On a semi-related note, this is when I really started loving the idea of America. During this trip I went to Disneyland (Or World, I always get those mixed up. The one in Florida), Universal Studios and went to the Florida Keys and saw Hemingway's home.

That was kind of a side track...But to get back on the topic of religion:

I'm kind of terrified of people who express religious fervor, whether it be Christians, Muslims or whichever other religion the people in question believe in.  I got my first good taste of that when I commented on an episode of the Penn Point on Youtube about an American cartoonist being taken underground by an American security agency because he / she drew Mohammed drawings, just like that fool here in Denmark did.

The thing about the Mohammed drawings is this: They were brought in a right-wing Danish newspaper, and most likely to just provoke reactions from the Muslim world (And boy did we ever get what that damned newspaper bargained for).

Now, I'm all for freedom of speech, and I don't think that anyone should be punished for expressing that freedom. But the thing is, people have to own their mistakes...And drawing Mohammed in various disrespectful ways (and most importantly as a terrorist figure) is just. plain. stupid!

I posted on the Penn Point video on the subject something along the lines that with freedom of speech comes the responsibility to use it right, and that the American cartoonist was silly for doing it, when the reactions towards the Danish cartoonist has been so negative as it has.

I still occasionally get hateful responses to that comment on youtube, and many of them freak me the hell out. Mostly because I just don't care about religion, as long as people don't try to shove it down my throat. Let people believe what they believe, as long as it doesn't hurt or otherwise adversely affect others. But some people just don't feel that way, I guess.

/rant.

Friday, May 20, 2011

Why do I love scary books?

One of my favorite authors, Stephen King, often talks of why we like scary stories. I was reminded of this a couple weeks ago, while I was trying to explain to my mom on the phone why a) I was looking forward to playing Amnesia: Dark Descent and b) Why, and how, I can stand watching horror movies alone, and reading horror novels just before going to bed.

Truth be told, my fascination with horror started out when I started reading books for pleasure at the age of 13(ish). Fantasy was alright, and I'd read a few crime books, but horror just had some sort of primal hold over my imagination already at that point.

Stephen King has said that we like horror because it is life-affirming; We come face-to-face with the ultimate horror, and as readers we escape the final horror which may or may not befall the characters. I guess that some of that is part of why I love reading scary stories (Or watching them, or playing them as games).

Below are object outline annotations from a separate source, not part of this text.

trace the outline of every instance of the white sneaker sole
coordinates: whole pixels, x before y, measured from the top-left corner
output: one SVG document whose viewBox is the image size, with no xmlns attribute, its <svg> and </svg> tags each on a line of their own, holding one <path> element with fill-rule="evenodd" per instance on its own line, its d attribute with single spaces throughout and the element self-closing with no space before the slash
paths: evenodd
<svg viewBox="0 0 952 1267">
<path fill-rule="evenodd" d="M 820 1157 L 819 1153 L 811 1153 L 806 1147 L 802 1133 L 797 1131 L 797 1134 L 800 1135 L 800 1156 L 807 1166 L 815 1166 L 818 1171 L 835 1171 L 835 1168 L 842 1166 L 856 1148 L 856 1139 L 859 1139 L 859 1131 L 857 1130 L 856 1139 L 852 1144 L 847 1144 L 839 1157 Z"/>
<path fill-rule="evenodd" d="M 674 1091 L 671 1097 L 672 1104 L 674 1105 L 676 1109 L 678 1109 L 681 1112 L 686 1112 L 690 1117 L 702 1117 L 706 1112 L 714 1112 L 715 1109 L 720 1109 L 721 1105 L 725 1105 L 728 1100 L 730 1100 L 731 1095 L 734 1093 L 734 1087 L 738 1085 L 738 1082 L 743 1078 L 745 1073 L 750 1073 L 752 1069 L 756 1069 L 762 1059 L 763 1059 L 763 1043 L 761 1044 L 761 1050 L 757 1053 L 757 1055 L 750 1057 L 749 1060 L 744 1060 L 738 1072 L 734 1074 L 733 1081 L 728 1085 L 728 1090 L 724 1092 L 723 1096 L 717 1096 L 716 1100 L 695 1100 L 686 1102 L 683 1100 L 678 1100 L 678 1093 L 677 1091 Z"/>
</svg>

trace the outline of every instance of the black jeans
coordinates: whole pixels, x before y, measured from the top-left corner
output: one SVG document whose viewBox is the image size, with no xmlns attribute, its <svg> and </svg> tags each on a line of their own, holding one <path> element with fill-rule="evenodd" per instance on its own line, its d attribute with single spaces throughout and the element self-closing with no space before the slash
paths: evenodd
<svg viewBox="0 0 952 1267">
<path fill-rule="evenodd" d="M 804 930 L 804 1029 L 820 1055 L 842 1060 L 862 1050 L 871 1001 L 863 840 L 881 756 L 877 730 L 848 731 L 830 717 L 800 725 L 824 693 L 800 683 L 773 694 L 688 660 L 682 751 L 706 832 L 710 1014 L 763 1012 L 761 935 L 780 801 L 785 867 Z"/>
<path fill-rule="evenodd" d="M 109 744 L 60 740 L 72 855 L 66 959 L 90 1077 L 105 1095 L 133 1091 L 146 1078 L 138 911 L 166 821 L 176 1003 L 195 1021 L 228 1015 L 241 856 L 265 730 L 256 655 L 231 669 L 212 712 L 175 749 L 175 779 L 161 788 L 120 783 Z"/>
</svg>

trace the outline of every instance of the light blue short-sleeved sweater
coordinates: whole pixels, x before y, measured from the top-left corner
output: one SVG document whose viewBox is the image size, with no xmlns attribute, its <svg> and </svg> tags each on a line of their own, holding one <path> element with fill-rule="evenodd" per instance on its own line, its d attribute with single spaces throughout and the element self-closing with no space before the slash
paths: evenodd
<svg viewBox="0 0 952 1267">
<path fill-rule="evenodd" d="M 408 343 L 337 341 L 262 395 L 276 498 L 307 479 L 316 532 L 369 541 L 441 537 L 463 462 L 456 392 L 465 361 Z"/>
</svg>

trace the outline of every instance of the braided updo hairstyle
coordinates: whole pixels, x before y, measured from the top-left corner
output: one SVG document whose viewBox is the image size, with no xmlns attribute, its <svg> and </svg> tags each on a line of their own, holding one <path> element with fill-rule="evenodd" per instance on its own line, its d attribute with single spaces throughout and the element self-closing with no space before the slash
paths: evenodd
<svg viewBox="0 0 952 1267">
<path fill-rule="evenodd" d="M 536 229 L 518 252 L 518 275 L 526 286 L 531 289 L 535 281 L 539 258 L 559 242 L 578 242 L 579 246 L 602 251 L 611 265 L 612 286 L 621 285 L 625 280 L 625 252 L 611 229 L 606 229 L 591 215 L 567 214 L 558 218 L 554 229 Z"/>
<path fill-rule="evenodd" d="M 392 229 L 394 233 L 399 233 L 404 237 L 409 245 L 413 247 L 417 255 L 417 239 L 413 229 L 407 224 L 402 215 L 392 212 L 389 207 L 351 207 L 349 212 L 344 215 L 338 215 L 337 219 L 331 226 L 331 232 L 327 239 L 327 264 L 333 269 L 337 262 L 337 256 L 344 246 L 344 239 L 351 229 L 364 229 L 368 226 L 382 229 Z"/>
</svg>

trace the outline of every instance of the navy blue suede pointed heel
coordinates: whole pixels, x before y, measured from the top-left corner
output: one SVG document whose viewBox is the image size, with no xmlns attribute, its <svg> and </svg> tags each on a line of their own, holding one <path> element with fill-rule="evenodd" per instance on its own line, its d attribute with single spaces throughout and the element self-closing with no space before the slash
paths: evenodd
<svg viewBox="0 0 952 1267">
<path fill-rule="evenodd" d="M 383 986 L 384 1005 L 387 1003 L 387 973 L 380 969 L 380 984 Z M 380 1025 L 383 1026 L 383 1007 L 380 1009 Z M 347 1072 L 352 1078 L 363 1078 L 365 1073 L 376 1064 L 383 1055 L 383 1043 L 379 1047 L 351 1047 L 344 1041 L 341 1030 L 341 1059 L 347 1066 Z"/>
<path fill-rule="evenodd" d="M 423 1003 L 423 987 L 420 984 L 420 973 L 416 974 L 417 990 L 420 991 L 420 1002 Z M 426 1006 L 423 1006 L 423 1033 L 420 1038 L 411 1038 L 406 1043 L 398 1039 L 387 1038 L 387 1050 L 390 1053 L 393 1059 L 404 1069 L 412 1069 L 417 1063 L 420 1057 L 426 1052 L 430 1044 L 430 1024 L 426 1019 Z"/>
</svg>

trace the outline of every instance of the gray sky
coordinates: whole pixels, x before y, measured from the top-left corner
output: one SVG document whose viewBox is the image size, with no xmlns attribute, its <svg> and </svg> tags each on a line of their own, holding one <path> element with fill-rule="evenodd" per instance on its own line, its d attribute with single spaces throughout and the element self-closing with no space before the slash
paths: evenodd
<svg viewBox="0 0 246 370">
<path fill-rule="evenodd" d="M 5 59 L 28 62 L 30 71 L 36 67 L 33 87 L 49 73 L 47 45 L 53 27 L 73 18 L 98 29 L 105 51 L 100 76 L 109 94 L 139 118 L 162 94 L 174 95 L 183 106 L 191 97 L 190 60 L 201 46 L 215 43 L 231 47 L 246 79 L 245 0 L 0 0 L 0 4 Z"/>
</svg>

I can't exactly pinpoint what it IS about horror stories that keeps me coming back - maybe it's the thrills, maybe it's the settings whether they be of the Lovecraftian persuasion, or the Stephen King kind. I was stumped for an answer that my mom didn't ridicule on the phone (but lovingly), and I could just hear her marking that up in her mind as a win for her.

I've always read a lot - not just horror novels. I love Sci-fi and Fantasy books as well, and many, many other kinds. I'll read a book for the story, or an author's new take on a known concept in horror stories, but I won't hold out on reading most anything else, either.

One of my favorite books in recent years was Laird Barron's "The Imago Sequence" which I ended up reading in a fevery haze, since I fell ill with a nasty flu shortly after buying the Imago book. It ended up being one of the most horrifying experiences for me, mostly because the fever gave the whole book an extra feeling of unreality.

That might be one of the draws to horror for me, after all; The unreal. Supernatural. The Thing That Should Not Be...I was raised in an atheist home, and most of Denmark is actually atheist (or doesn't really observe their christianity except for in the comfort of their own homes).

I would love to believe in something more than the life we have, some sort of afterlife; Or the existance of paranormal events outside the brains of loonies or drunk / high people, but I simply don't.

That doesn't mean I don't enjoy pop culture of any kind including the paranormal, though.